Richard Penn - Stadium
The works in Stadium—pastel drawings, ceramic constructions, and found objects painted with ‘White Noise’—are a continuation of a project I have been engaged with since the late 1990s. This exhibition is anchored by a singular geometric focus: the dash, the circle, the stadium shape, and the arching stadium.
The stadium shape, in particular, provides the conceptual fulcrum for the show with its roots in the Stadium Billiard Problem—a mathematical model in which a particle moves freely within a stadium-shaped enclosure, reflecting off the walls in a pattern that is both deterministic and chaotic embodying randomness within a rigid structure. This paradox of control and unpredictability resonates deeply with Penn's improvisational approach to making, where repetition and variation reveal a tension between order and disorder.
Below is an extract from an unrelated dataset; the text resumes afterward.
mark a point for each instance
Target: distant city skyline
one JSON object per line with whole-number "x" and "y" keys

Penn's ongoing White Noise series engages with notions of transformation, temporality, and provisionality—qualities that also emerge from the dynamics of the Stadium Billiard Problem. Since moving to New Zealand, he has gathered discarded objects from pavements and beaches, painting them with my version of white noise. These objects, once functional, bear the traces of their past use—bent nails, peeling paint—marking their transition from utility to obsolescence. Through their recontextualisation, they become artefacts of impermanence, mirroring the cosmic cycle of formation and dissolution.